L'année 2017 fut peu productive en nouvelles puisqu'à part les deux courts textes ci-dessous et la nouvelle "Dans les coulisses" pour le recueil "Murs Murs", je me suis surtout consacrée à l'écriture de mon roman. Édit : j'ai retrouvé une nouvelle que j'avais oubliée datant de cette année intitulée "La nuit allait bientôt tomber".

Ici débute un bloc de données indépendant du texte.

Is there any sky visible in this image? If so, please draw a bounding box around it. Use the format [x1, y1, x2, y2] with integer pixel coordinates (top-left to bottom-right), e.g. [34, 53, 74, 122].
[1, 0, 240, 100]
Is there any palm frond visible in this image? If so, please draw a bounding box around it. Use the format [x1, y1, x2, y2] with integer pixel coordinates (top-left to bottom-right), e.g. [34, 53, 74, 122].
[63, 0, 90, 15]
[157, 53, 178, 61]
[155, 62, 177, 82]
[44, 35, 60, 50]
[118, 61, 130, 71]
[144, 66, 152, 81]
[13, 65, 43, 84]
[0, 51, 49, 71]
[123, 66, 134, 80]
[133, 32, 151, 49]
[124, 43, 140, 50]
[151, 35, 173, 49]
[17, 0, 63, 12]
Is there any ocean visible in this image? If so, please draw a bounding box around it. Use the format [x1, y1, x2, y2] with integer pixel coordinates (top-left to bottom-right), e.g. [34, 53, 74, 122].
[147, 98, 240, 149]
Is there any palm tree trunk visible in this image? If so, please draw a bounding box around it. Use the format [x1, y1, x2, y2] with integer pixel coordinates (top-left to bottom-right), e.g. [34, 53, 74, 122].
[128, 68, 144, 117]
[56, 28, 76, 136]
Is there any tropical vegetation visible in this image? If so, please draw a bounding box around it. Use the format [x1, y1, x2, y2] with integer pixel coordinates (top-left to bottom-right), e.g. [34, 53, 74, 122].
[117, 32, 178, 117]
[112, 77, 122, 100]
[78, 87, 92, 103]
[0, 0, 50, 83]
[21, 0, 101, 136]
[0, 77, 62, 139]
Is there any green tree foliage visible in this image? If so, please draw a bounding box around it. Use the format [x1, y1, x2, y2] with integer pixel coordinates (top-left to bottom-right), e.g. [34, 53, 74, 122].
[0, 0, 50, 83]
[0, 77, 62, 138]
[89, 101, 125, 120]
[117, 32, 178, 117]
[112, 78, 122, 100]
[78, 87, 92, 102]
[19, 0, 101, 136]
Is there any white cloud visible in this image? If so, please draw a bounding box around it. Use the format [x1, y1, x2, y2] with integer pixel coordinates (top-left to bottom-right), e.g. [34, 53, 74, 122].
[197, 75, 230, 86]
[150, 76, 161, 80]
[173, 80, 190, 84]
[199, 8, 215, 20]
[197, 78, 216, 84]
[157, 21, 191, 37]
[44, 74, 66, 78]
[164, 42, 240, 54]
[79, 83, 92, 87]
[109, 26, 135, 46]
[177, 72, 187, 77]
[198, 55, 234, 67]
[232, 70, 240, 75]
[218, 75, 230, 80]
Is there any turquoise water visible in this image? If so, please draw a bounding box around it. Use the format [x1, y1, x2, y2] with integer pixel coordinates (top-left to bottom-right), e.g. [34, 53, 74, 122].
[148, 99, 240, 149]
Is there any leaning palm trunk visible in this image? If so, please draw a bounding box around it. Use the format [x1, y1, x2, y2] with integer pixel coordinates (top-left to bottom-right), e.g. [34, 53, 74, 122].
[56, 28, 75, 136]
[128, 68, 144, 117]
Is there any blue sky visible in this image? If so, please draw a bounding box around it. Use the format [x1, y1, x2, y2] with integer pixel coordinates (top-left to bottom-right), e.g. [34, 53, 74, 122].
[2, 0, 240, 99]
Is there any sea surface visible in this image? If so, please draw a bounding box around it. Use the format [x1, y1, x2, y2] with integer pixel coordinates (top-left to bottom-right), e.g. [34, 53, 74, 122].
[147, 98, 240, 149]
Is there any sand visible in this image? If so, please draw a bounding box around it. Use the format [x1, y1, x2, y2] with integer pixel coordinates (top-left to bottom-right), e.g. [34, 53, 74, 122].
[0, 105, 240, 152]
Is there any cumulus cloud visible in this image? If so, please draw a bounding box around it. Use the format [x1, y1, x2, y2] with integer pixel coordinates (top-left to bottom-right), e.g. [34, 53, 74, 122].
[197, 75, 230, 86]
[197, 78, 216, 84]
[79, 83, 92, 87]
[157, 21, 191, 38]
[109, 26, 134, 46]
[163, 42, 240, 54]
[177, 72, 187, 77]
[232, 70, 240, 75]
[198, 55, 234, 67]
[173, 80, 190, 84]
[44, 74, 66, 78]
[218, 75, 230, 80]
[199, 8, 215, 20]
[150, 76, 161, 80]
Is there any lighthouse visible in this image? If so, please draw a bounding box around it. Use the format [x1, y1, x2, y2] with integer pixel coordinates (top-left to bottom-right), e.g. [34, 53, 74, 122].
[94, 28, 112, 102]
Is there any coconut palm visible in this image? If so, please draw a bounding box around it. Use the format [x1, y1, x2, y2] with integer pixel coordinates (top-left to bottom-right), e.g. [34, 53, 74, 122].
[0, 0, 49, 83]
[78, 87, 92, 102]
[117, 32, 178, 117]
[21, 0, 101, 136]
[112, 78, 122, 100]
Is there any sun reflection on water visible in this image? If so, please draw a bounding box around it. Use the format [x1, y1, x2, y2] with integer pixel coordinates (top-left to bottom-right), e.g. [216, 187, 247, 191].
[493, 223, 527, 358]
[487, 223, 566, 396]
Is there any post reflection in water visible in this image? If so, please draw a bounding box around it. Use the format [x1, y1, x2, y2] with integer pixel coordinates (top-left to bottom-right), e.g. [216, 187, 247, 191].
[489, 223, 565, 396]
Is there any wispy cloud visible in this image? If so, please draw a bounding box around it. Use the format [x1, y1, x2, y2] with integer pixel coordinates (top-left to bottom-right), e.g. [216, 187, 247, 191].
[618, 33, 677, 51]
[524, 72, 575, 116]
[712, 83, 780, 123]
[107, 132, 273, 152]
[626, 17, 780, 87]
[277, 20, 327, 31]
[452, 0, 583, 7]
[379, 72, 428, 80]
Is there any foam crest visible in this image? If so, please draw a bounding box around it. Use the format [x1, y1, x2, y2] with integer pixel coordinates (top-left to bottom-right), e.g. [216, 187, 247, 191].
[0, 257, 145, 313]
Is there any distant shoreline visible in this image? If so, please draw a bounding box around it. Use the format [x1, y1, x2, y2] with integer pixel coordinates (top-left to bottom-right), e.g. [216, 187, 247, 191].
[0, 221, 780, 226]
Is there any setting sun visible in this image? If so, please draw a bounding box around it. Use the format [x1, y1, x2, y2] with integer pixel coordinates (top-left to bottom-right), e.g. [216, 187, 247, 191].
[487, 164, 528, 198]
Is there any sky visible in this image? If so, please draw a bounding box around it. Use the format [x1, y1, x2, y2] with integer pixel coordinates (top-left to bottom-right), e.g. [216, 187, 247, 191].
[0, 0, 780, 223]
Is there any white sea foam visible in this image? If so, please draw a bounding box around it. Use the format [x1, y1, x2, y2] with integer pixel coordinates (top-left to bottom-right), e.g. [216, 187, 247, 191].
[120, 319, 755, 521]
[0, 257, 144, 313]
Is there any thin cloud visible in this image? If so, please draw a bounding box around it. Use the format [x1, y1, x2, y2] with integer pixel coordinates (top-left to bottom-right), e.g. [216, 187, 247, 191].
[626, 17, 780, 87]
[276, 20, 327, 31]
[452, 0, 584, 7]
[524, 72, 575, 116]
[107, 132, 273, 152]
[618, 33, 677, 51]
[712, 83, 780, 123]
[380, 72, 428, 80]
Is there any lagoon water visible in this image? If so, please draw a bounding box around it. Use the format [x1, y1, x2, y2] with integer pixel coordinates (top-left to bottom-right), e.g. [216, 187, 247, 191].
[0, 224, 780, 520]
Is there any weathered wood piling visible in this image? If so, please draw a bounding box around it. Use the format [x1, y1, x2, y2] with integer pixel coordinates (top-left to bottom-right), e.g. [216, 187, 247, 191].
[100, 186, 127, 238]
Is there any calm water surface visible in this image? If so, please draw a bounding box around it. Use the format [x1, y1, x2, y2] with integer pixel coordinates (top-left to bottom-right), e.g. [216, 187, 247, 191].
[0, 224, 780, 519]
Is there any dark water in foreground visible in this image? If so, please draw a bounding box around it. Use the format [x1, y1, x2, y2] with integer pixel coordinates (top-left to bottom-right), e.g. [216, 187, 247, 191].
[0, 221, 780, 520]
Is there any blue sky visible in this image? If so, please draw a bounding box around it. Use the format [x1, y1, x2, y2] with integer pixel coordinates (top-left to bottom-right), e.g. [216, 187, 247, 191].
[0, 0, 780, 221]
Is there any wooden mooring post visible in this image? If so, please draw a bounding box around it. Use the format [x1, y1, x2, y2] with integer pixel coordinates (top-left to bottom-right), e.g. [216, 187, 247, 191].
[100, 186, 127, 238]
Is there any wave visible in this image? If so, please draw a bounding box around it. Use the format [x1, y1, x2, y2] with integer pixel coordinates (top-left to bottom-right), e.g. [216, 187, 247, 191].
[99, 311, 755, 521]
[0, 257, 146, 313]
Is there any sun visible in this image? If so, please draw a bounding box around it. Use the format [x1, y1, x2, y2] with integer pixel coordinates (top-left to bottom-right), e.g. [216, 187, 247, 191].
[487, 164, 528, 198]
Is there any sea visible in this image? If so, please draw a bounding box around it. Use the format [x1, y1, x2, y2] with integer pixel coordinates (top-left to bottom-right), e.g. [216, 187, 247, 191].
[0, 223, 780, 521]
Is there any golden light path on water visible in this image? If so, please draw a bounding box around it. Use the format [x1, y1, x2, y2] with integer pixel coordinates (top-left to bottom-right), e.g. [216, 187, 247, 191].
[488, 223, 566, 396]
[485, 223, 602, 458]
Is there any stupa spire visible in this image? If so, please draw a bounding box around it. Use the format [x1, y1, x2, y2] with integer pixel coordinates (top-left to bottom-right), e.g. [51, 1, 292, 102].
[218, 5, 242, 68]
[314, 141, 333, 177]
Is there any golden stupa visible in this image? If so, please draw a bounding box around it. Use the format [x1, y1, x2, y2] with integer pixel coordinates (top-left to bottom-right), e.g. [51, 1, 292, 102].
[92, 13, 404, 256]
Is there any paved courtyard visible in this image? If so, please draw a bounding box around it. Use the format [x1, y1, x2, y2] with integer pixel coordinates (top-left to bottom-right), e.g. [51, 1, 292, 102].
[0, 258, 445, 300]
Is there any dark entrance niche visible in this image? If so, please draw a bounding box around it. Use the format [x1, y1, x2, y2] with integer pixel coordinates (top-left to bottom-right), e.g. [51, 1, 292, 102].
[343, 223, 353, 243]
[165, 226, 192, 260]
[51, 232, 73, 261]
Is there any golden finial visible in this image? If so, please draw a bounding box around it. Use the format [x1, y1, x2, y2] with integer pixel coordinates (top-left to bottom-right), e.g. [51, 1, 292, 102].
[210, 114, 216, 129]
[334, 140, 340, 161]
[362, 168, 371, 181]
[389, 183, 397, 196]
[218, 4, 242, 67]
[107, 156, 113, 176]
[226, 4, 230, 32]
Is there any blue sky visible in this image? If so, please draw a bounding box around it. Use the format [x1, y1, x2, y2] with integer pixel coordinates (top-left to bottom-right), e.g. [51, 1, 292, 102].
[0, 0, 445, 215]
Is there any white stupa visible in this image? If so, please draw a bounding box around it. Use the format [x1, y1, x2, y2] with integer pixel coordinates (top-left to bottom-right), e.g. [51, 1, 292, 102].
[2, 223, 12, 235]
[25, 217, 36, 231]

Devant la psyché, Berthe Morisot (1890)
Chaque matin, son réveil illuminait sa chambre à sept heures pile. Quelques secondes après, la lumière du téléphone se coupait pour laisser place à celle du lustre. Elle ouvrait la commode contre le mur du fond en plaquant ses cheveux en arrière et prenait les vêtements qu’elle avait préparés la veille. Elle retirait son pyjama parsemé d’étoiles grises et enfilait le jean ou la jupe, le t-shirt ou la robe. Carole s’absentait alors dans la salle de bain et en revenait quinze minutes plus tard, coiffée et maquillée. Elle mettait ensuite ses chaussures avec un biscuit dans la bouche et sortait avec son sac sur le dos pour atteindre l’arrêt de bus à quelques mètres de la maison familiale.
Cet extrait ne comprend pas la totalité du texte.